Rock around the f lock... DJ who is now a minister
HE has worked as a DJ, car salesman and nightclub owner, trying hard not to follow in his father’s footsteps as a Church of Scotland minister.
For years Scott McCrum felt going into the ministry was ‘the last thing he wanted to do’ – until one day he heard the call and bowed to the inevitable.
Now the new minister at Old Kilpatrick Bowling Parish Church in Dunbartonshire is on a mission to bring the Church of Scotland into the modern era.
The 36-year-old Porschedriving cleric who has turned a church hall into an under 18s nightclub and run a ‘Funday Club’ in place of Sunday school says: ‘My dad is a minister and I grew up with the stigma of being a minister’s son. Being a minister was actually the last thing I wanted to do.
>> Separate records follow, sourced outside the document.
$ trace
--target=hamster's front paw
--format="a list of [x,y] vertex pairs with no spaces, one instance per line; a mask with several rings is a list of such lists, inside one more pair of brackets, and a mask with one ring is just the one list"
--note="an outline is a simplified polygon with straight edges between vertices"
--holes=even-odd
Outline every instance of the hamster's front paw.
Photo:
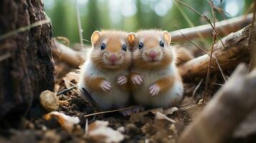
[[133,83],[136,85],[141,85],[143,83],[142,76],[138,74],[134,75],[131,80],[133,81]]
[[110,84],[110,82],[104,80],[100,84],[100,88],[104,92],[106,92],[106,91],[109,92],[109,91],[110,91],[110,89],[111,89],[111,84]]
[[160,92],[160,87],[154,84],[149,87],[149,94],[152,97],[158,94]]
[[120,76],[118,77],[118,81],[116,82],[119,85],[123,85],[127,83],[126,76]]

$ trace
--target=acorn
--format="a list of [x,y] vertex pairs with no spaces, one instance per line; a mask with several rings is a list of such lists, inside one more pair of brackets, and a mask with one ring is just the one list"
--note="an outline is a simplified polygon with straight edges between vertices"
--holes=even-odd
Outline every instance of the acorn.
[[53,112],[58,109],[60,101],[56,93],[45,90],[40,94],[40,104],[48,112]]

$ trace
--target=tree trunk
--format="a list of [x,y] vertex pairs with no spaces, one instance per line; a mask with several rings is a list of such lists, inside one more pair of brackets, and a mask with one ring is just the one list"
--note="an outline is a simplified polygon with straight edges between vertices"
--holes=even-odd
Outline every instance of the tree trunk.
[[0,119],[24,113],[41,92],[54,89],[52,26],[33,26],[47,19],[42,1],[0,1]]

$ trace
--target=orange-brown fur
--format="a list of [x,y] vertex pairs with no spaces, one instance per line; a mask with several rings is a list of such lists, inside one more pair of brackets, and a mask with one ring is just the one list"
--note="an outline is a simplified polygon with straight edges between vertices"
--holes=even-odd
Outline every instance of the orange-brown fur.
[[[151,49],[158,46],[159,40],[158,36],[161,35],[161,31],[155,31],[153,30],[152,33],[147,32],[145,33],[144,31],[140,31],[137,32],[137,36],[135,39],[135,46],[133,49],[133,64],[136,67],[141,69],[158,69],[158,68],[166,68],[174,60],[174,55],[171,52],[171,49],[169,47],[166,47],[162,49],[163,52],[163,59],[161,62],[158,62],[156,64],[152,64],[151,63],[144,61],[143,59],[142,51],[138,49],[138,46],[139,44],[138,39],[144,39],[144,47],[146,47],[145,50],[150,50]],[[169,46],[169,43],[165,42],[167,46]],[[144,55],[148,56],[148,55]]]
[[100,91],[101,90],[100,84],[104,81],[104,79],[102,77],[92,77],[90,76],[85,76],[84,80],[88,88],[95,91]]
[[109,30],[95,31],[91,36],[93,49],[82,67],[78,87],[87,90],[100,109],[121,108],[128,103],[133,35]]
[[[100,37],[93,45],[94,49],[91,53],[92,61],[99,68],[105,69],[128,69],[131,65],[131,54],[129,52],[123,51],[121,49],[122,44],[120,39],[126,40],[127,33],[120,31],[103,31]],[[108,41],[105,44],[105,50],[101,51],[100,46],[104,39]],[[108,57],[108,53],[113,52],[118,54],[118,60],[122,61],[120,65],[108,65],[103,62],[103,59]]]
[[[171,40],[166,31],[137,32],[130,80],[138,104],[169,107],[182,99],[184,88],[175,65],[175,49],[170,46]],[[147,97],[148,94],[152,97]]]
[[174,76],[169,75],[158,80],[155,84],[160,87],[160,92],[166,92],[174,85],[175,80],[179,79]]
‘I looked at other traditional ministers like my dad and I thought I wasn’t anything like them, so how could I do it?’
Before answering the call to the ministry, Mr McCrum suffered from depression and anxiety and in 2012 spent £12,500 on a specialist hair-restoring operation.
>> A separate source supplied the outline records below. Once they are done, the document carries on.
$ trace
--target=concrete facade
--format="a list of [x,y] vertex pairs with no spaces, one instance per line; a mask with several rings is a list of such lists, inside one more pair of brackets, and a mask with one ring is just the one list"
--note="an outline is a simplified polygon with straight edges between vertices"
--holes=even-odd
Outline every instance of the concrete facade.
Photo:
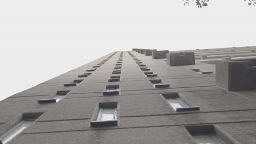
[[[229,91],[216,85],[219,69],[216,70],[215,64],[224,62],[219,56],[223,53],[233,55],[234,61],[253,59],[251,53],[256,47],[170,51],[195,53],[195,64],[181,66],[168,65],[166,58],[154,59],[141,54],[142,50],[112,52],[0,101],[0,136],[17,117],[40,113],[43,114],[8,143],[193,144],[197,143],[186,127],[194,125],[211,125],[211,130],[224,143],[255,143],[256,90]],[[240,51],[248,55],[234,56]],[[138,62],[146,66],[139,67]],[[114,69],[119,66],[121,68]],[[146,67],[150,70],[140,69]],[[86,71],[92,68],[96,69]],[[121,74],[112,74],[117,70]],[[157,76],[147,77],[144,73],[149,71]],[[87,76],[78,77],[79,75]],[[109,82],[110,76],[120,76],[120,81]],[[84,80],[77,86],[64,86],[75,80]],[[149,82],[153,80],[161,80],[170,87],[155,88]],[[119,94],[104,95],[109,85],[118,86]],[[57,103],[37,102],[67,91],[70,92]],[[200,110],[176,111],[162,95],[173,93]],[[117,123],[91,127],[99,104],[111,103],[117,104]]]

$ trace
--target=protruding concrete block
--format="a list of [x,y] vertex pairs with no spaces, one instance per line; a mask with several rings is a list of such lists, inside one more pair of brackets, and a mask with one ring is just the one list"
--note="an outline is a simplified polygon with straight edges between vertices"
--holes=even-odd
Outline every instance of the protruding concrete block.
[[157,51],[157,50],[146,50],[145,56],[152,56],[152,51]]
[[169,53],[168,50],[154,51],[152,51],[152,57],[153,59],[166,58],[168,53]]
[[193,65],[195,64],[195,54],[193,52],[169,53],[167,63],[170,66]]
[[216,85],[228,91],[254,89],[251,61],[224,61],[216,64]]

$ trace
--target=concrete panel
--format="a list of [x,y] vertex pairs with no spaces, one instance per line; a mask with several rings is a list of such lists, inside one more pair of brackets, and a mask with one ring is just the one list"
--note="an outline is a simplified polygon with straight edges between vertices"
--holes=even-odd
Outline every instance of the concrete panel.
[[194,143],[183,127],[171,127],[24,134],[10,144],[166,144],[170,141],[176,144]]

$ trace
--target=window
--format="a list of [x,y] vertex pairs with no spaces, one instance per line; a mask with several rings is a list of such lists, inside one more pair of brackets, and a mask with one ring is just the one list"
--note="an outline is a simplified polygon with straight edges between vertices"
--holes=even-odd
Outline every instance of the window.
[[149,69],[149,68],[147,68],[147,67],[141,68],[140,69],[141,69],[141,70],[142,70],[142,71],[147,71],[147,70],[150,70],[150,69]]
[[108,78],[108,82],[120,81],[120,79],[121,76],[120,75],[110,76]]
[[77,76],[78,77],[87,77],[88,76],[88,75],[79,75]]
[[169,87],[170,84],[164,82],[162,80],[149,80],[155,88]]
[[121,70],[114,70],[112,74],[121,74]]
[[65,98],[66,96],[70,92],[70,91],[57,91],[56,93],[54,93],[50,97],[53,97],[51,99],[39,99],[37,102],[39,104],[46,104],[46,103],[57,103],[59,101]]
[[88,69],[86,70],[86,71],[95,71],[95,70],[96,70],[97,69]]
[[43,113],[24,113],[5,125],[5,131],[1,131],[0,143],[6,144],[33,123]]
[[200,69],[191,69],[191,70],[195,71],[200,74],[208,74],[213,73],[212,71],[201,71]]
[[154,74],[153,72],[145,72],[144,73],[144,75],[145,75],[146,77],[158,76],[158,74]]
[[122,68],[122,67],[121,66],[118,66],[118,67],[115,67],[114,68],[114,69],[121,69]]
[[84,73],[85,75],[86,75],[88,76],[89,76],[89,75],[91,75],[91,74],[92,74],[92,73]]
[[84,80],[75,80],[72,82],[64,83],[64,86],[70,87],[70,86],[76,86],[78,83],[81,83]]
[[184,100],[184,97],[178,93],[161,94],[166,101],[176,111],[199,111],[199,106],[190,106]]
[[91,127],[106,127],[118,125],[118,103],[99,103],[95,109]]
[[[219,130],[213,125],[185,126],[185,128],[192,136],[193,141],[198,144],[225,144],[216,133]],[[225,135],[224,136],[225,137]],[[230,142],[229,138],[225,137]],[[234,143],[229,142],[229,143]]]
[[146,66],[146,65],[144,64],[138,64],[138,65],[139,67],[145,67],[145,66]]
[[99,68],[100,67],[101,67],[100,65],[95,65],[95,66],[92,66],[92,68]]
[[102,94],[103,95],[119,94],[119,85],[107,85],[105,86]]

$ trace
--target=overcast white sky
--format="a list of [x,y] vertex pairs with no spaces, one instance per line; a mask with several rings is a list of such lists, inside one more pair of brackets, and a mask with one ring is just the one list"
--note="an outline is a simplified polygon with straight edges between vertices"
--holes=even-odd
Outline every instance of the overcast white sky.
[[0,0],[0,100],[114,51],[256,45],[256,7],[192,3]]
But after being ordained in 2015, he felt able to set up a depression and anxiety support group to help others at his first church in Glenrothes, Fife.
The following year he felt confident enough to audition for ITV’s The X Factor, performing for the show’s executive producer after sending in a video of himself singing a hymn.
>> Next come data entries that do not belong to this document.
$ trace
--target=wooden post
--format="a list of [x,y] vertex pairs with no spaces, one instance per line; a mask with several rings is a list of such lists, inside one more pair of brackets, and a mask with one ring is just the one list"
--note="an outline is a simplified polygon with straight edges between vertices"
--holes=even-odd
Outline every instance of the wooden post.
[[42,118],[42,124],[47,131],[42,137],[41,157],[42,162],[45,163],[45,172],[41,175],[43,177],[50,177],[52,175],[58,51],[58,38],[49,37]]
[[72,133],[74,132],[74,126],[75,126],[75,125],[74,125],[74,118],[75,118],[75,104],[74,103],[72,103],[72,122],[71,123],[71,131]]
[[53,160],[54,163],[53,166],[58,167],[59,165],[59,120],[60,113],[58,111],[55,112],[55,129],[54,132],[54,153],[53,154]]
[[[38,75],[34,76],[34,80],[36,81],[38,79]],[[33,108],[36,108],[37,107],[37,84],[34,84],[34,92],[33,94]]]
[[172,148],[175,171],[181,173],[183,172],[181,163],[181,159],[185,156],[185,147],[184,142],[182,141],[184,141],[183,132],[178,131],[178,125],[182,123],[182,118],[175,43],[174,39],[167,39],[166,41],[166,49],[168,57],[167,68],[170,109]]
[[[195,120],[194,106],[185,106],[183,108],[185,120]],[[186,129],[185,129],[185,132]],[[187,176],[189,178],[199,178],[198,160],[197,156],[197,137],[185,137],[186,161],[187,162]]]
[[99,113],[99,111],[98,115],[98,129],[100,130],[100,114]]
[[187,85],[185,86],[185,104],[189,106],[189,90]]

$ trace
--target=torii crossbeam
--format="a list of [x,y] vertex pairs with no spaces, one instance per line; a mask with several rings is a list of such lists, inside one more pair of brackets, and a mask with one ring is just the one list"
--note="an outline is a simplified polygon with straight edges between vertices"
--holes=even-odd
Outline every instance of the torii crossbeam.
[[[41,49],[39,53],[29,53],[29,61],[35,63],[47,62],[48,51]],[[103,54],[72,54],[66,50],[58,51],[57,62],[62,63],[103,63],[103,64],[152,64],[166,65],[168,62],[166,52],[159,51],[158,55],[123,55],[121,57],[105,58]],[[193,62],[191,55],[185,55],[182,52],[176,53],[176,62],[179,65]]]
Unsuccessful at first, he now says: ‘I think I will go for it again. The first time I was really nervous in front of the camera. I don’t think I would be as nervous the second time around.’
Mr McCrum says being a minister is very similar to working as a DJ: ‘It’s the same as being a minister because you’ve got to play to your crowds.
‘There are two options. I can do what I’m called to do as a minister and take weddings, funerals, baptisms and the services – some people would be happy with that. The second option is to try to build the church and drive it into the modern era.’
Although he has given up fulltime DJ-ing after more than 2,000 gigs, he is planning to spin the discs at a 90s retro night and a church charity fete.
‘I think it will be funny for people from the congregation to see me in that capacity,’ he says. ‘I’ll be wearing my dog collar while I am up there, so it should be a good laugh.’
Old Kilpatrick session clerk Joyce Dornan said: ‘We have a lot of traditional people in the church, but also people geared for change. It’s good for our youth organisations to have a nice young minister.’